Also, the “waters of the flood were upon the earth” in teh passage PRIOR to the one you cite. So the fountains may have been referring to something else. I’m thinking soda fountains. “The Deep” was a malt shop, not a geological thing.
Plus, the don’t really have a theory about where the waters went 150 days later, do they?
So…in this reconstruction, where are the dinosaurs?
How can you miss the point? God is awesome. He just blew everyone away with his irresistible power. The people and donkeys at the market, the kid playing cards or whatever with her mama, everyone. Awesome. It doesn’t matter how exactly, it’s just so wow that you’ve gotta submit in a feverish and semi-orgasmic way. So powerful it’s got to be right. Mmmm, power.
(warning:this is sarcasm)
For the fountains of the deep, Google Walt Brown. Or check out Uncle Walty’s Wonder Water HydroPants Extravaganza at RnR or the original (lo o o ng and multiple) threads over on IIDB. Here’s one of them
The bibble was written by people who were ignorant of the mechanics of rainfall. The video was made by people ignorant of the bibble. What did you expect?
That’s one of the truly peculiar thing about religious people, they actually have no idea what they’re talking about, not ever.
I couldn’t resist.
How many feet would the Ark have to fall to equal the impact it’s going to experience when hit by that wave? About 66,500 miles.
@The Professor – good point on wtf accelerates that much water to that high a velocity.
@cuttlefish – that’s pretty sharp, I may have to write that down.
Sorry professor youre a little off. Go back to the video again, the 66500 mile ark needs to be re figured. I watched and re watched that video. It took 8 hours for the wave to go a quarter way around the world. So each wave must travel 6225 in 8 hours, or 480 minutes which comes to be about 12.96 miles per minute or 1/5 of a mile per minute. I’m no creationist but before you do math get the facts straight. Look at the clock a little closer, it starts off at 8 and ends at 4. Please, re-do the math for the sake of looking like an ass. thank you
It never occurred to me to “do the math” as that would involve me taking this absurd video seriously.
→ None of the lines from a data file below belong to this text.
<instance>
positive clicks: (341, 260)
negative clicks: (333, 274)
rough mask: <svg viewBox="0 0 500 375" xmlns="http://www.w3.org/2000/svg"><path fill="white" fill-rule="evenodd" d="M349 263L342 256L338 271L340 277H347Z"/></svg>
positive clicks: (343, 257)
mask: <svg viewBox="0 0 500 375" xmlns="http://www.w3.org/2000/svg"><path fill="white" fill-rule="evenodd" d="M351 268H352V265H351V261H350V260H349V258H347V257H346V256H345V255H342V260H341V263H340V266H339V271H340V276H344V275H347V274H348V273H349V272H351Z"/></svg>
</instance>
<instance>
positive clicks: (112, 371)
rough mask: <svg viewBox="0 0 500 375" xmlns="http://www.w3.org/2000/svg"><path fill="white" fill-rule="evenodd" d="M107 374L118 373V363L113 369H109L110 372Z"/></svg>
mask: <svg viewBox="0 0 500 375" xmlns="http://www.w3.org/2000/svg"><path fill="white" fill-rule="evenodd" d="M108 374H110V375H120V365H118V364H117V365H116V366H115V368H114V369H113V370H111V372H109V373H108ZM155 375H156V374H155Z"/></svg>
But I always like to do whatever any random commenter on my site insist that I do, so I did some math, and it turns out that the wave would have been moving somewhat faster than the speed of sound. An object the size of this wave moving that fast would produce a concussive aerial wave in advance of its movement that would blow any ark to bits and kill all on board.
Here‘s the math on that
@who cares: Thanks; I suppose I care…
@noastronomer: Thanks–I see, though, my url is screwed up on that post. I will take the time to get it right on this one, so you can find where I store my other cephalopoddities.